Repeat __________ times. Complete this exercise __________ times per day.

ExitCare Image STRENGTH - Elbow Extensors, Dynamic

  • With good posture, stand, or sit on a firm chair without armrests. Keeping your upper arms at your side, bring both hands up to your right / left shoulder while gripping a rubber exercise band or tubing. Your right / left hand should be just below the other hand.

  • Straighten your right / left elbow downward. Hold for __________ seconds.

  • Allow your muscles to control the rubber exercise band as your hand returns to your shoulder.

Repeat __________ times. Complete this exercise __________ times per day.

ExitCare Image STRENGTH – Forearm Supinators

  • Sit with your right / left forearm supported on a table, keeping your elbow below shoulder height. Rest your hand over the edge, palm down.

  • Gently grip a hammer or a soup ladle.

  • Without moving your elbow, slowly turn your palm and hand upward to a "thumbs-up" position.

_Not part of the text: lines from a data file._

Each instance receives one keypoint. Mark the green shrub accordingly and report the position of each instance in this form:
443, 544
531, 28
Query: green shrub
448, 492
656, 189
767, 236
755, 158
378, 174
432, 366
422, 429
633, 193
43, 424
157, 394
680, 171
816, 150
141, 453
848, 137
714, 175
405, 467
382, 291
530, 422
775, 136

  • Hold this position for __________ seconds. Slowly return to the starting position.

Repeat __________ times. Complete this exercise __________ times per day.

ExitCare Image STRENGTH – Forearm Pronators

  • Sit with your right / left forearm supported on a table, keeping your elbow below shoulder height. Rest your hand over the edge, palm up.

  • Gently grip a hammer or a soup ladle.

  • Without moving your elbow, slowly turn your palm and hand upward to a "thumbs-up" position.

  • Hold this position for __________ seconds. Slowly return to the starting position.

Repeat __________ times. Complete this exercise __________ times per day.